I wipe my face with my hands in a state confusion trying to see what I was witnessing. Feeling uneasy about the world around me, I take a closer look at the people, grabbing them, I try to shake them out of whatever trance they’re in. And it’s as though I’m not even there to them; no response or attention even acknowledging I was there. Then I grab another person by their jacket, this time out of anger and frustration, and smoke appears in the middle of his chest. I look at it in amazement, but seeing it makes my heart drop even more. I let him go and analyze the countless others that pass me in various directions. On each individual, I see a ghastly fog, small on some, larger on others, every and anywhere on the person. The chest, head, shoulders, or spine. The shoulder or even the crotch area. I begin to back away from all of them putting my back against a brick wall of a building. I slide down bending my knees. I wonder am I going mad, but I raise my head and look again to the dark sky. In that instance, I see exactly what is attached to the people. The ghastly fog on each body is bearing a set of eyes of various colors – red, blue, green and black, with an iron chain-like link on them.

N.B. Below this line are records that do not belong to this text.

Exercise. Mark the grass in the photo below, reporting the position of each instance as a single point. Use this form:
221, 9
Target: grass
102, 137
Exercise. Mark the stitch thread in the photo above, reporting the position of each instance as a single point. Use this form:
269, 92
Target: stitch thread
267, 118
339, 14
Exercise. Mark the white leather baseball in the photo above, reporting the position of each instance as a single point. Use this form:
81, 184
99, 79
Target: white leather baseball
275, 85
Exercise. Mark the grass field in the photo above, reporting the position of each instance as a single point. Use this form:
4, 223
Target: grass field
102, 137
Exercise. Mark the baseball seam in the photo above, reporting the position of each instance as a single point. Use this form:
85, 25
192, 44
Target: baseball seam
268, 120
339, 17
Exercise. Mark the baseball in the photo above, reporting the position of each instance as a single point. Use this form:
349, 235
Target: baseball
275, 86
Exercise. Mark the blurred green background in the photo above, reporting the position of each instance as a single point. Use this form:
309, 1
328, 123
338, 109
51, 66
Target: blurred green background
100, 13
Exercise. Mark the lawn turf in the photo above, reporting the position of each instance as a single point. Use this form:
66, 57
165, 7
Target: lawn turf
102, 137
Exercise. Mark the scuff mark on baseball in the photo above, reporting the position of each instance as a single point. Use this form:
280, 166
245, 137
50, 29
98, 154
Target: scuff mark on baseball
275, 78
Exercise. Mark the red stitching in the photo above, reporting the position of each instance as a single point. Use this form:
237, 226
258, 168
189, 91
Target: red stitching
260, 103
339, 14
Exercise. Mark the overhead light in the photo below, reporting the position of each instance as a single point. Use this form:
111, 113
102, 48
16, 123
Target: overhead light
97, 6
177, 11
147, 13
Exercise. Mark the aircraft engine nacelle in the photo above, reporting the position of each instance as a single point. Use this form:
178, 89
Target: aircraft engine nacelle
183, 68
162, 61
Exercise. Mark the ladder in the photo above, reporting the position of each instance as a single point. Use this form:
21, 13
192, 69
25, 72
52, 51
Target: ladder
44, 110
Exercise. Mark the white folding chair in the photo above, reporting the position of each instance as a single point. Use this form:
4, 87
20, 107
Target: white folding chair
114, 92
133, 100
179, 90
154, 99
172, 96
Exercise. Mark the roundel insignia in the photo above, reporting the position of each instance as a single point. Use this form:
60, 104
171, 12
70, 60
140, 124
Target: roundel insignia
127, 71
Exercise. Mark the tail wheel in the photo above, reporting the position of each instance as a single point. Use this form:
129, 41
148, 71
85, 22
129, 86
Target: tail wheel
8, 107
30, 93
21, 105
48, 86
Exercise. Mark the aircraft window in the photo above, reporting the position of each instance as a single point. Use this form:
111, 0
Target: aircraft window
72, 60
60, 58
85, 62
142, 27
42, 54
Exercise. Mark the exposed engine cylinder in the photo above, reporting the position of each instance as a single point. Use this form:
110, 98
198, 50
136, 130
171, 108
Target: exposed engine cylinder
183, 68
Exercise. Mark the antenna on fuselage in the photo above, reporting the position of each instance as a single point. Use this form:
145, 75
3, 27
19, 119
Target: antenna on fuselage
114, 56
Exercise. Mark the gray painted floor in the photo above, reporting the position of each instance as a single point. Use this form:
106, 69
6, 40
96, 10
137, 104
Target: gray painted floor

I begin to track the chains with my eyes towards the sky. The moonlight exposes where a figure sits on a throne of serpents. An unnatural human like abomination, his body was masculine and scarred all over and the color of red, he dawns a hood covering his face with ten horns protruding out of the hood. In his left hand he held a bloodied staff that all the chains tracked back to. As abominable and defiled as he was, he conducts those below him with terror, and they shriek at the slightest movement of his staff. Then the clouds begin to cover the sky once again and I no longer see the monster.